2 О какой комедии Маркевича идет речь — неясно. Возможно, это водевиль «Первый день брака», напечатанный в «Драматическом сборнике» в 1858 г. (т. 1).
3 Ивана Грозного.
4 Толстой имеет в виду арию герцога «Сердце красавицы склонно к измене...» из оперы Д. Верди «Риголетто».
5 Имеется в виду трагедия Гёте «Эгмонт».
6 В рассказе «Дон Жуан».
7 Что именно отправил Толстой в РВ сверх напечатанного там — неизвестно. Для альманаха «Утро» он послал М. П. Погодину 30 августа 1859 г. переводы стихотворений Байрона («Неспящих солнце! Грустная звезда!..») и Гейне («У моря сижу на утесе крутом…»), но второй сборник альманаха «Утро» вышел только в 1866 г.; переводы впервые опубликованы в изд. 1867 г.
8 Издание сборника не было осуществлено. Кроме переводов шести стихотворений Шенье, напечатанных до этого в БдЧ (1857, № 1), никаких других переводов из Шенье Толстой не сделал.
9 См. прим. 2 к письму С. А. Миллер. 26 августа 1856 г..
10 Речь идет о романе «Накануне» (опубликованном в РВ, 1860, № 1, с подзаголовком «Повесть»). «Рискованное место» — последнее посещение Еленой Инсарова в Москве (гл. 28). Этот эпизод вызвал нападки реакционной печати и обвинения Елены в безнравственности. См., например, «Наше время», 1860, № 13 (Русская женщина, «Елена Николаевна Стахова») и № 17 (передовая статья Н. Ф. Павлова).

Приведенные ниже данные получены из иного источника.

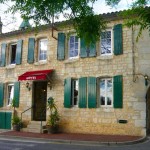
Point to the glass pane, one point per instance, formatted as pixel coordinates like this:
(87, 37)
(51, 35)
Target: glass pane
(102, 92)
(109, 92)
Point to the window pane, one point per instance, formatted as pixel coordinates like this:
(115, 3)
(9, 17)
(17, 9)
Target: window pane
(102, 92)
(106, 42)
(73, 46)
(10, 94)
(75, 92)
(43, 49)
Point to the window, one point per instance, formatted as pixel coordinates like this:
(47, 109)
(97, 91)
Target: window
(75, 88)
(106, 43)
(106, 92)
(73, 46)
(42, 49)
(10, 93)
(12, 54)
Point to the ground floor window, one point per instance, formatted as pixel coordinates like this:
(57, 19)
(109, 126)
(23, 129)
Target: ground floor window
(106, 92)
(10, 93)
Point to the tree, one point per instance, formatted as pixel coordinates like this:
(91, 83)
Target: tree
(138, 14)
(80, 12)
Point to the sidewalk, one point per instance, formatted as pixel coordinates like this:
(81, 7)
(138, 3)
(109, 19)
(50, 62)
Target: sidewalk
(76, 138)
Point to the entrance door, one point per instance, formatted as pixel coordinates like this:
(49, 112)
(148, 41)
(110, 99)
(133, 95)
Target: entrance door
(39, 101)
(148, 111)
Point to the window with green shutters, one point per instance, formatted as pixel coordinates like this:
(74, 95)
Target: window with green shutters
(83, 92)
(17, 93)
(118, 44)
(5, 120)
(92, 92)
(1, 94)
(61, 46)
(3, 55)
(19, 52)
(118, 91)
(15, 53)
(87, 51)
(31, 47)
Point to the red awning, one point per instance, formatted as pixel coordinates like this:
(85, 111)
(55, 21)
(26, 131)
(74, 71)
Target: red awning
(35, 75)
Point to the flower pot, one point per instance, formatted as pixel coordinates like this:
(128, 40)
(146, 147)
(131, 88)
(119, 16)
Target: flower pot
(16, 127)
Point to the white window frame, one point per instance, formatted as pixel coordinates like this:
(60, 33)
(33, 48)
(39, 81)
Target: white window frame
(10, 54)
(106, 94)
(107, 54)
(10, 94)
(74, 49)
(72, 92)
(40, 51)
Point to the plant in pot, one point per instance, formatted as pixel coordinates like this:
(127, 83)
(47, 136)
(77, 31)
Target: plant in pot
(54, 117)
(16, 120)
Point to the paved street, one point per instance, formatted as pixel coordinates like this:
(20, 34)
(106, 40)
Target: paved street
(27, 144)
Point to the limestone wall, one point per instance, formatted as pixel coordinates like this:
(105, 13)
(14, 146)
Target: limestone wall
(99, 120)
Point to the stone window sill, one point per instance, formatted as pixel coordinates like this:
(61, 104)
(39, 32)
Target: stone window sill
(71, 60)
(105, 57)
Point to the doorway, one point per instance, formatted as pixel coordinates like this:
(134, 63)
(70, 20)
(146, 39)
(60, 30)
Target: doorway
(148, 111)
(39, 101)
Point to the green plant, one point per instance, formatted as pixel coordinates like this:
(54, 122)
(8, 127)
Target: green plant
(16, 120)
(54, 116)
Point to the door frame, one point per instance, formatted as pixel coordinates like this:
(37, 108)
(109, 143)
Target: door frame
(33, 99)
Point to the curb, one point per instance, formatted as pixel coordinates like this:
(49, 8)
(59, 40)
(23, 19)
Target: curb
(75, 142)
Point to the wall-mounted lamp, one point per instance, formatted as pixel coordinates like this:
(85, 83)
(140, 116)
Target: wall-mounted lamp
(146, 77)
(28, 86)
(49, 84)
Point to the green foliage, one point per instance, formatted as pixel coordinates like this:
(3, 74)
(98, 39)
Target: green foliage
(54, 116)
(16, 120)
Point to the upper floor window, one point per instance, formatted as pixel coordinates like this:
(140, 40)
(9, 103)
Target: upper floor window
(10, 93)
(12, 53)
(74, 93)
(106, 43)
(106, 92)
(43, 49)
(73, 46)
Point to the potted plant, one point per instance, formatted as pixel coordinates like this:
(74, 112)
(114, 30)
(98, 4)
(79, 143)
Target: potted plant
(16, 122)
(54, 117)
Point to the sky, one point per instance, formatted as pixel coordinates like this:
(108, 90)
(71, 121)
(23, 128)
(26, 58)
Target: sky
(100, 7)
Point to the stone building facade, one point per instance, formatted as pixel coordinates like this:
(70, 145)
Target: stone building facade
(100, 89)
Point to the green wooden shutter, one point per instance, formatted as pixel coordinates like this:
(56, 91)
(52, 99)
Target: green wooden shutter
(17, 93)
(83, 49)
(83, 92)
(31, 47)
(19, 52)
(67, 93)
(3, 57)
(92, 50)
(92, 92)
(61, 46)
(118, 91)
(8, 120)
(1, 94)
(118, 46)
(2, 120)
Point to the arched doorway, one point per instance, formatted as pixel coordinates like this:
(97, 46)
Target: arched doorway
(148, 111)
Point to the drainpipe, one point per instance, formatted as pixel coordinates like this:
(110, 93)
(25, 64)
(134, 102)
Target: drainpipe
(1, 24)
(133, 55)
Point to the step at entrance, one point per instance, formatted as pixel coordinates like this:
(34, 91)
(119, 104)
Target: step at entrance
(35, 127)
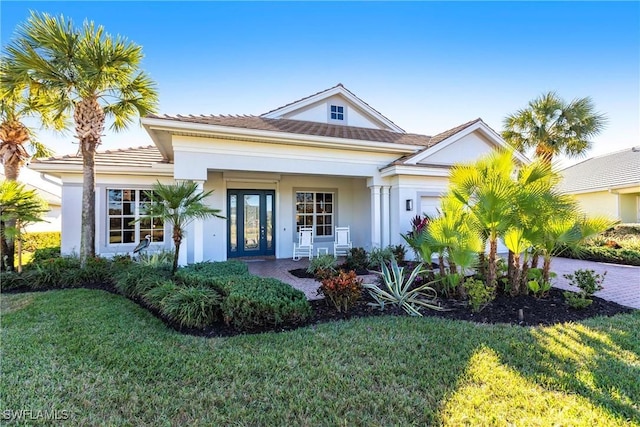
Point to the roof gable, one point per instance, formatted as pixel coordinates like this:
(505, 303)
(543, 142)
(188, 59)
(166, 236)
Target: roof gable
(336, 105)
(463, 143)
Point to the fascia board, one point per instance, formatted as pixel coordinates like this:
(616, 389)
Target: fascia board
(278, 137)
(413, 170)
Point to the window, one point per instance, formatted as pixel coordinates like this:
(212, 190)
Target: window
(315, 210)
(126, 206)
(337, 112)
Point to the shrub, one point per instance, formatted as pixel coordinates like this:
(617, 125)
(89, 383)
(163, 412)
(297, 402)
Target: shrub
(259, 301)
(399, 291)
(536, 284)
(158, 259)
(399, 252)
(479, 294)
(343, 290)
(45, 253)
(40, 240)
(323, 266)
(589, 283)
(136, 280)
(379, 257)
(155, 296)
(192, 307)
(357, 259)
(223, 268)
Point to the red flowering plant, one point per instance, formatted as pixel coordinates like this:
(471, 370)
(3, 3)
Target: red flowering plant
(343, 290)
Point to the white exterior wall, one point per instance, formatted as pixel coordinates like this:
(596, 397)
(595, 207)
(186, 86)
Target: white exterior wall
(52, 221)
(71, 217)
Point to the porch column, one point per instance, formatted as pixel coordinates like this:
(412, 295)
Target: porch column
(385, 204)
(198, 233)
(375, 216)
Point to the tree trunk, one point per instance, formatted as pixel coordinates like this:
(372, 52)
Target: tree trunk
(546, 267)
(177, 241)
(511, 269)
(491, 270)
(89, 120)
(11, 173)
(88, 227)
(514, 276)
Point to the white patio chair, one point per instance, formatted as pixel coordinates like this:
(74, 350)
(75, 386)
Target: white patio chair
(304, 247)
(342, 244)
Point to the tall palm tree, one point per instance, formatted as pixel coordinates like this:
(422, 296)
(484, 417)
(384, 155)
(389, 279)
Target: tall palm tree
(85, 72)
(553, 126)
(179, 204)
(18, 206)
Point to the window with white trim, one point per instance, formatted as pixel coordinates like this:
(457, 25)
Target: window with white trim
(124, 208)
(336, 112)
(315, 209)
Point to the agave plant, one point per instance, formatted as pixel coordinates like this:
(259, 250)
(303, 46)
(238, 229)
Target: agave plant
(397, 290)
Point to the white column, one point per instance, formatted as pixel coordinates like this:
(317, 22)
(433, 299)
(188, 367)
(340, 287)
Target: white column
(385, 218)
(198, 233)
(375, 216)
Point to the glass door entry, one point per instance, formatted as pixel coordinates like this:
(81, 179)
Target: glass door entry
(251, 223)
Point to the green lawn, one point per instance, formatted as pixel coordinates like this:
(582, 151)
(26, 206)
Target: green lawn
(109, 362)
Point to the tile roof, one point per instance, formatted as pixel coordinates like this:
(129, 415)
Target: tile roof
(303, 128)
(139, 157)
(327, 90)
(434, 140)
(617, 169)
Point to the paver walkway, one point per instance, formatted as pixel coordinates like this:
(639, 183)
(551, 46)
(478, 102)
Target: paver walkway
(621, 285)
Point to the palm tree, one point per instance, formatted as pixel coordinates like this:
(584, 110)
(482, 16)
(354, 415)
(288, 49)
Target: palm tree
(18, 206)
(553, 127)
(85, 72)
(486, 190)
(179, 204)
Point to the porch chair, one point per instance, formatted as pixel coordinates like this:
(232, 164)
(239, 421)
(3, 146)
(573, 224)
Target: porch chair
(342, 244)
(304, 247)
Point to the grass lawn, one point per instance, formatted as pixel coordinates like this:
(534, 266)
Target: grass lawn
(109, 362)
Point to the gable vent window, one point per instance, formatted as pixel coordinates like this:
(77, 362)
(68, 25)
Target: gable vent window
(337, 112)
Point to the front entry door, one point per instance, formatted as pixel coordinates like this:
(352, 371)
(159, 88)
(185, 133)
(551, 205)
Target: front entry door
(251, 223)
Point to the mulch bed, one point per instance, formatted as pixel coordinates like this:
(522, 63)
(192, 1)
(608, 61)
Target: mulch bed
(504, 309)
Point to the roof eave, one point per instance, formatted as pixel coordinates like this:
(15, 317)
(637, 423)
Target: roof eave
(168, 125)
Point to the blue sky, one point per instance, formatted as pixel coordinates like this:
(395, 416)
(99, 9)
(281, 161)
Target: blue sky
(428, 66)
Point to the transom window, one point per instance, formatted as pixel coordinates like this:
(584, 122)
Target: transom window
(337, 112)
(315, 210)
(126, 206)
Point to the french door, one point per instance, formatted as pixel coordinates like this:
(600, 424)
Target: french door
(251, 223)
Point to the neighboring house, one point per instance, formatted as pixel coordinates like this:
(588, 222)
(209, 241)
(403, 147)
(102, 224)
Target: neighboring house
(50, 190)
(323, 161)
(607, 185)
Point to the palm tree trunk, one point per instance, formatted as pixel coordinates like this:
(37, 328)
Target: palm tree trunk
(546, 268)
(491, 270)
(511, 269)
(88, 227)
(177, 241)
(89, 120)
(514, 277)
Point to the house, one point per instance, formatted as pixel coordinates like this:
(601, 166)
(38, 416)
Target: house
(607, 185)
(326, 160)
(48, 189)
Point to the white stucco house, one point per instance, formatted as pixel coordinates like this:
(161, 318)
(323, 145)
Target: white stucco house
(325, 160)
(607, 185)
(49, 189)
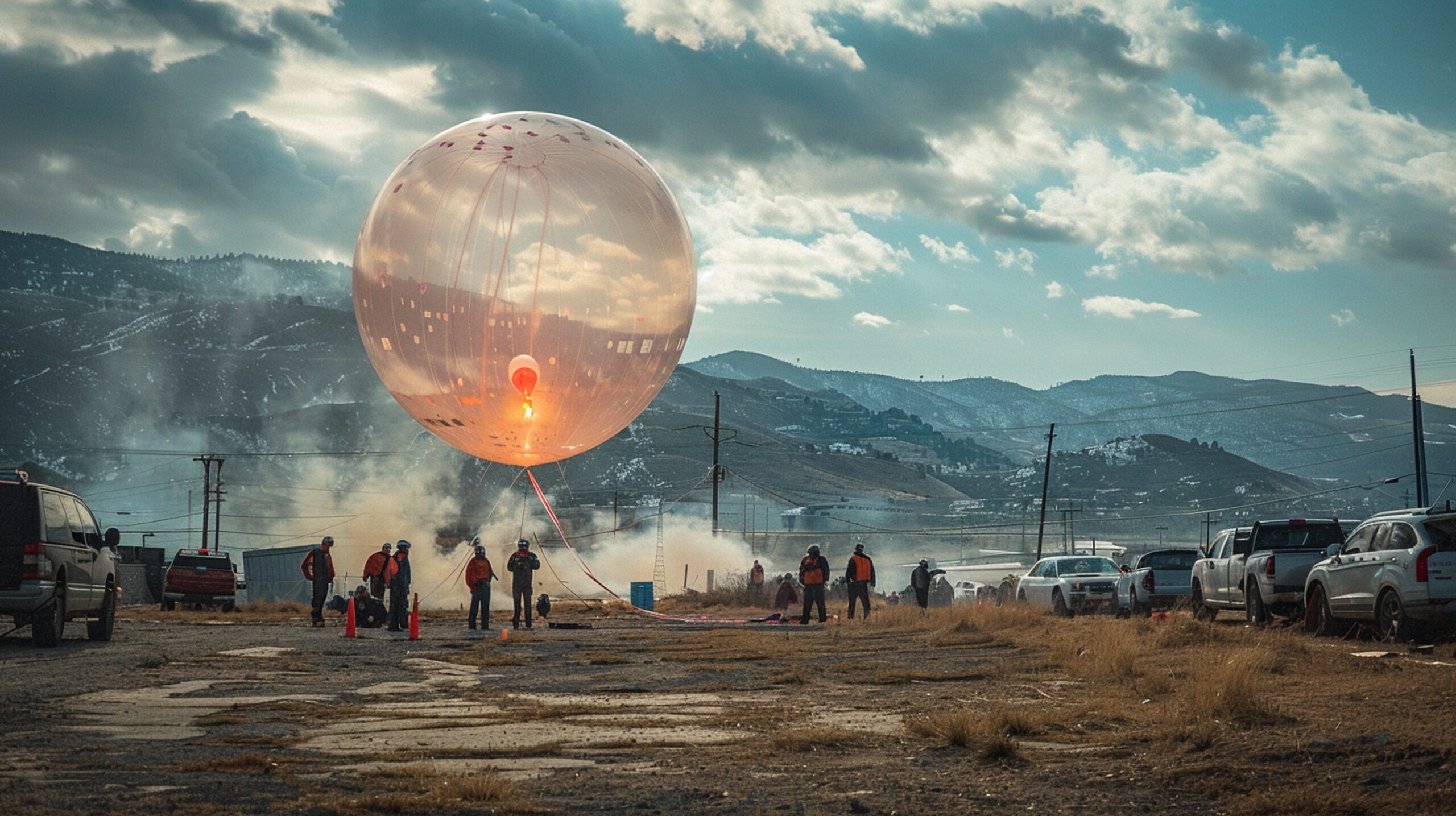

11 Эта речь председателя редакционных комиссии В. Н. Панина к депутатам губернских комитетов, произнесенная 24 февраля, была впервые опубликована в соответствующим образом препарированном виде в «Колоколе» (л. 68—69), который вышел за десять дней до написания настоящего письма. В «Колоколе» читаем: «Дверь моя вам всегда открыта, для всех и каждого, но я прошу вас не посещать меня, чтобы не дать повод к толкам, что я нахожусь под влиянием того или другого». Толстой мог познакомиться с речью только по «Колоколу», так как следующая ее полная публикация была осуществлена в книге «Материалы для истории упразднения крепостного состояния помещичьих крестьян в России...», т. 2, Берлин 1861.
12 В связи с приемом депутатов о Панине в Петербурге «рассказывали много анекдотов», между прочим и то, что «будто Папин велел вынести все стулья из приемной залы и не топить ее несколько дней» (там же, стр. 436).
13 искусного органиста, который сыграет нам что-нибудь хорошее из старика Баха (нем.).